In 2007, singer Brooke White covered the song on the seventh season of American Idol. She initially forgot the lyrics to the song, so had to stop after the first verse to start over from the beginning. Lana Del Rey recorded a cover of "You Must Love Me" in 2018 for Lloyd Webber's greatest hits album Unmasked: The Platinum Collection. Del Rey commented: "Andrew Lloyd Webber has been one of my primary inspirations in music, so to do a cover of one of his songs is a dream. I especially love...'You Must Love Me', because of how unique the melody is. I've been incredibly inspired by all of Andrew's work from Phantom of the Opera to Evita."

== Track listing and formats ==
- US CD, cassette, and 7-inch single
1. "You Must Love Me" (single version) – 3:09
2. "Rainbow High" – 2:27

- European and UK CD single
3. "You Must Love Me" (single version) – 3:09
4. "Rainbow High" – 2:27
5. "You Must Love Me/I'd Be Surprisingly Good for You" (orchestral version) – 4:27

== Personnel ==
Personnel are adapted from the album's liner notes.

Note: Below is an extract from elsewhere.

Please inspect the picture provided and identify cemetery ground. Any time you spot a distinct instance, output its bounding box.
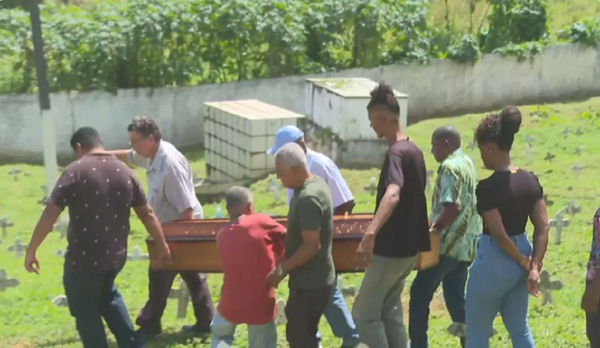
[0,98,600,348]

- Madonna – vocals, mixing
- Tim Rice – writer
- Andrew Lloyd Webber – writer, producer
- Alan Parker – producer
- Nigel Wright – producer
- David Reitzas – Robin Sellars mixing
- John Mauceri – conductor
- David Caddick and Mike Dixon – additional conductors

== Charts ==

=== Weekly charts ===

| Chart (1996) | Peak position |
|---|---|
| Australia (ARIA) | 11 |
| Belgium (Ultratop 50 Flanders) | 50 |
| Canada (Nielsen SoundScan) | 2 |
| Canada Top Singles (RPM) | 11 |
| Canada Adult Contemporary (RPM) | 2 |
| Canada Contemporary Hit Radio (The Record) | 24 |
| Czech Republic (IFPI CR) | 3 |
| Europe (European Hot 100 Singles) | 29 |
| Finland (Suomen virallinen lista) | 4 |
| France (SNEP) | 41 |
| Germany (GfK) | 78 |
| Iceland (Íslenski Listinn Topp 40) | 26 |
| Ireland (IRMA) | 21 |
| Israel (Israeli Singles Chart) | 5 |
| Italy (Musica e dischi) | 5 |
| Italy Airplay (Music & Media) | 3 |
| Netherlands (Dutch Top 40 Tipparade) | 4 |
| Netherlands (Dutch Single Tip) | 8 |
| Scottish Singles Sales (Official Charts) | 9 |
| Sweden (Sverigetopplistan) | 49 |
| Switzerland (Schweizer Hitparade) | 43 |
| Taiwan (IFPI) | 7 |
| UK Singles (Official Charts) | 10 |
| US Billboard Hot 100 | 18 |
| US Adult Contemporary (Billboard) | 15 |
| US Adult Pop Airplay (Billboard) | 23 |
| US Pop Airplay (Billboard) | 23 |

=== Year-end charts ===

| Chart (1996) | Position |
|---|---|
| Canada Adult Contemporary (RPM) | 86 |
| Israel (Israeli Singles Chart) | 43 |

| Chart (1997) | Position |
|---|---|
| Canada Adult Contemporary (RPM) | 48 |
| US Billboard Hot 100 | 99 |

== Certifications and sales ==

| Region | Certification | Certified units/sales |
| Italy | — | 20,000 |
| United Kingdom | — | 90,428 |
| United States (RIAA) | Gold | 500,000^{^} |
Summaries
| Worldwide | — | 1,100,000 |
^{^} Shipments figures based on certification alone.